Spatial analysis with preamplifier arrays and computers offers fresh perspectives on brain function. Realization of its potential depends on development of appropriate procedures for data processing and display, experimental paradigms to serve as benchmarks, and theories of brain function to predict what to look for and how to distinguish valid results from artifacts. Measurement of EEGs from arrays of 64 electrodes chronically implanted on the olfactory bulbs of rabbits that are trained to discriminate odorant conditioned stimuli show that the odorants induce spatially distinctive amplitude patterns of neural activity. The odor-specific information density is inferred to be uniform over the whole main bulb. The neural dynamics that produce these activity patterns emerge from the synaptically interactive sheet of excitatory mitral and inhibitory granule cells with distributed input and output tracts and with static nonlinearities deriving from the nerve impulse mechanism. Excitatory synapses between mitral cells are subject to modification when odorants are paired with unconditioned stimuli, thus forming nerve cell assemblies.

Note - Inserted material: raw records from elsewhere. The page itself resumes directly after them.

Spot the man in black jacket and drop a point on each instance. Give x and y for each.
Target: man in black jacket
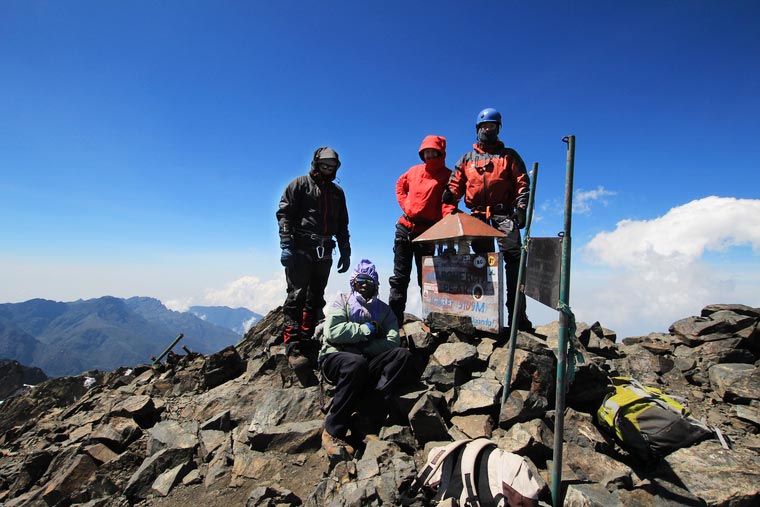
(312, 211)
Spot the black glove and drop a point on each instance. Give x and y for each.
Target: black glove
(343, 263)
(372, 326)
(286, 257)
(448, 197)
(520, 216)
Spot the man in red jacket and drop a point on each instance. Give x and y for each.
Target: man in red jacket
(495, 185)
(419, 192)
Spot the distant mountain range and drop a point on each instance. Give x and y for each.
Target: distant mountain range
(239, 320)
(108, 332)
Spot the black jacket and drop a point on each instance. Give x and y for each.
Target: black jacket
(311, 209)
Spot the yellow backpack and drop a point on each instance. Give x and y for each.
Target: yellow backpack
(647, 422)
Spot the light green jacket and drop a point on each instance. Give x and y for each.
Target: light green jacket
(342, 335)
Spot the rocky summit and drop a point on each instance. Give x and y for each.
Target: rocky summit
(239, 427)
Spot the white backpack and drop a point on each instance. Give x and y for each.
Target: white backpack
(478, 474)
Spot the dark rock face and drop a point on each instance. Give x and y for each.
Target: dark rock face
(14, 376)
(239, 427)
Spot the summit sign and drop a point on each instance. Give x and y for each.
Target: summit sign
(465, 285)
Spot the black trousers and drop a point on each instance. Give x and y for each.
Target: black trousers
(307, 279)
(354, 376)
(510, 248)
(404, 254)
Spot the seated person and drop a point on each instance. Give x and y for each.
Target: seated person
(361, 353)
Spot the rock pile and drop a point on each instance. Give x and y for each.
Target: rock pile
(240, 428)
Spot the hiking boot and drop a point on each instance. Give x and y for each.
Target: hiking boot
(306, 329)
(334, 446)
(296, 359)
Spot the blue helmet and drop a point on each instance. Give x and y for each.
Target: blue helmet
(488, 114)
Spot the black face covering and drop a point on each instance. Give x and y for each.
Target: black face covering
(488, 136)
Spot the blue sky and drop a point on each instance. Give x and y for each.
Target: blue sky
(144, 146)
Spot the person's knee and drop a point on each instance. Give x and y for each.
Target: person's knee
(357, 369)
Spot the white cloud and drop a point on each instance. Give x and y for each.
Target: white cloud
(250, 292)
(680, 236)
(582, 202)
(582, 199)
(655, 271)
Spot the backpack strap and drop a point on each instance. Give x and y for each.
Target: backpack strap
(430, 475)
(470, 475)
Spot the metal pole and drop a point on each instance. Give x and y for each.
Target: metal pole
(564, 299)
(158, 359)
(516, 311)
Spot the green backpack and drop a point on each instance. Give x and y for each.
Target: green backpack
(647, 422)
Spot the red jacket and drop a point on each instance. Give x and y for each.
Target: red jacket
(419, 190)
(493, 180)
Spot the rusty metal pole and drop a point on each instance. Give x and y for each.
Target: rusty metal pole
(158, 359)
(517, 311)
(564, 302)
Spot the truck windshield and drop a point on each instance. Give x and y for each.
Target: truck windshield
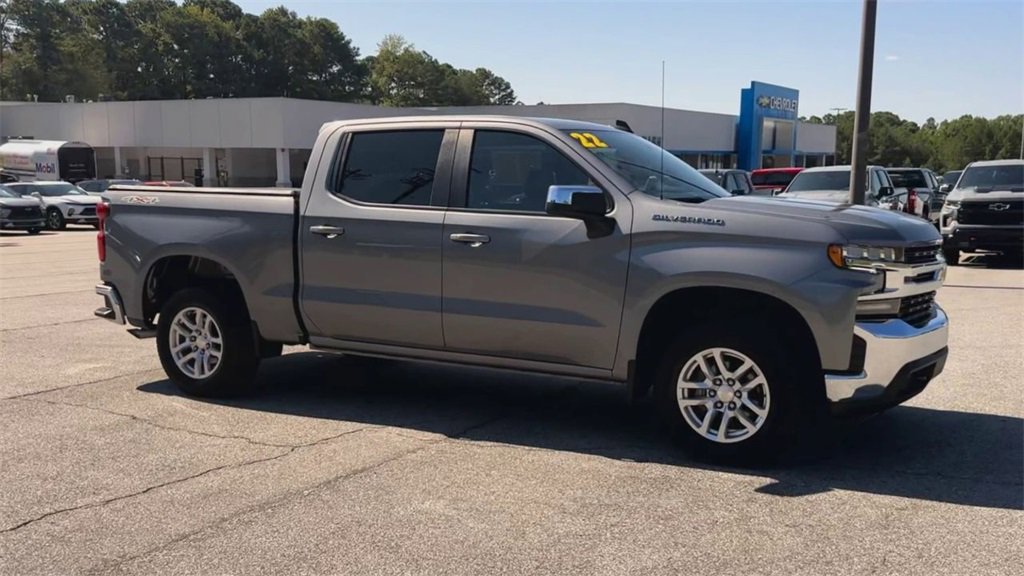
(56, 189)
(811, 181)
(772, 178)
(996, 177)
(908, 178)
(647, 167)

Odorant-specific information established by a stimulus locally in the bulbar unit activity is integrated with past experience by an assembly, disseminated over the entire bulb on the order of 100 mm2 in area in a time period of 2.5 ms, and sustained for a time period on the order of 0.1 s. An arbitrary spatial sample on the order of 20% of bulbar EEG activity captures the entire integrated information albeit at lesser resolution than the whole. This synaptic mechanism of local input and global output may be common to all of the cerebral cortex. The implications are discussed for neocortical sensory systems, motor pattern generators, and goal-directed behavior in the context of self-organizing non-linear dynamic systems.